Moonbound: Apollo 11 and the Dream of Spaceflight

Moonbound: Apollo 11 and the Dream of Spaceflight

This substantial history makes for an impressive graphic novel. Moonbound: Apollo 11 and the Dream of Spaceflight by Jonathan Fetter-Vorm alternates chapters between the story of the Apollo 11 moon landing (in full color) and topics related to spaceflight (in monochrome). Those latter range greatly, involving a lot more than a technical memoir, including a survey of historical astronomers, a history of rocketry, astronaut training, designing the spacesuits, and the symbolism of the moon to various cultures.
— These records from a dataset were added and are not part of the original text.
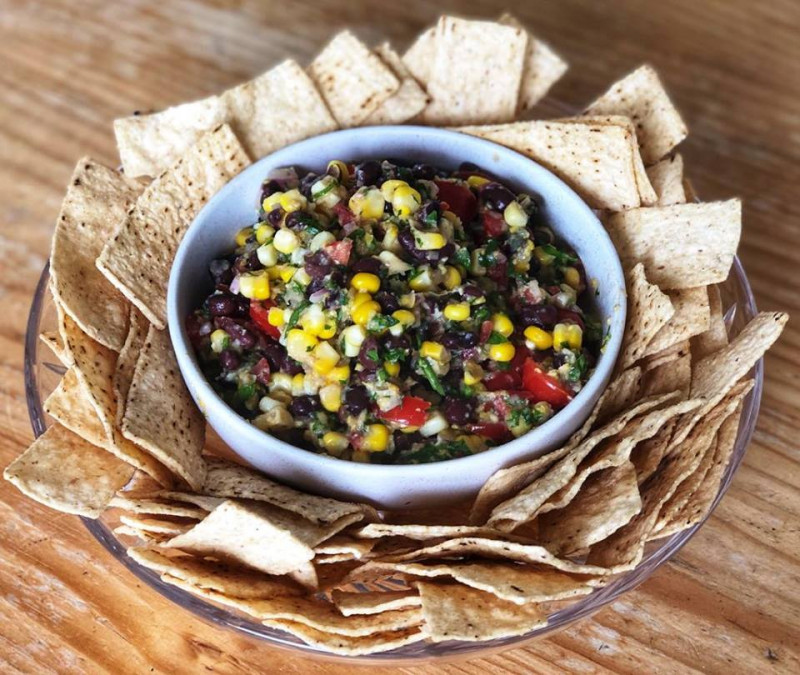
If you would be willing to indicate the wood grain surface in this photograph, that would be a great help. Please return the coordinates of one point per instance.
(728, 603)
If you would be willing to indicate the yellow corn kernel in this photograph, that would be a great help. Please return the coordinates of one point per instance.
(243, 235)
(376, 438)
(264, 233)
(572, 277)
(477, 181)
(452, 278)
(433, 350)
(502, 352)
(286, 241)
(567, 335)
(473, 373)
(299, 343)
(331, 397)
(220, 341)
(422, 281)
(364, 312)
(275, 317)
(502, 324)
(272, 202)
(367, 203)
(254, 286)
(335, 443)
(286, 273)
(405, 201)
(293, 200)
(325, 358)
(457, 311)
(538, 337)
(429, 241)
(339, 374)
(515, 215)
(389, 186)
(366, 282)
It’s well-drawn, straightforward and easy to read but visually interesting and diverse. I was particularly impressed to see previously-unknown information on the women who trained as astronauts in the 1960s and those who made the computer programming to support the moon launch possible. Yet, for all this, I had to force myself through the book.

Moonbound: Apollo 11 and the Dream of Spaceflight

I was left cold and uninvolved. It was educational and comprehensive — perhaps too much so. I don’t care about this topic in this much depth, and at times, it felt as though I was cramming for an exam, swamped by the detail. If you are more interested in the history or topic than I am, this is a glorious read.

Moonbound will make an excellent edition to any library and is a thorough resource on the topics it delves into. I hope others enjoy it more than I did, though. (The publisher provided a review copy.)

One comment

  • Jim Perreault

    This does look like a good read for the 50th anniversary of the landing. I’ll have to track down a copy.

    Regarding it being too technical and dry, I am wondering how it compares to “13 minutes to the Moon” (a BBC podcast about the moon landing) ? That too is quite technical, but does a good job of conveying how ambitious, dangerous, and exciting the moon landing was.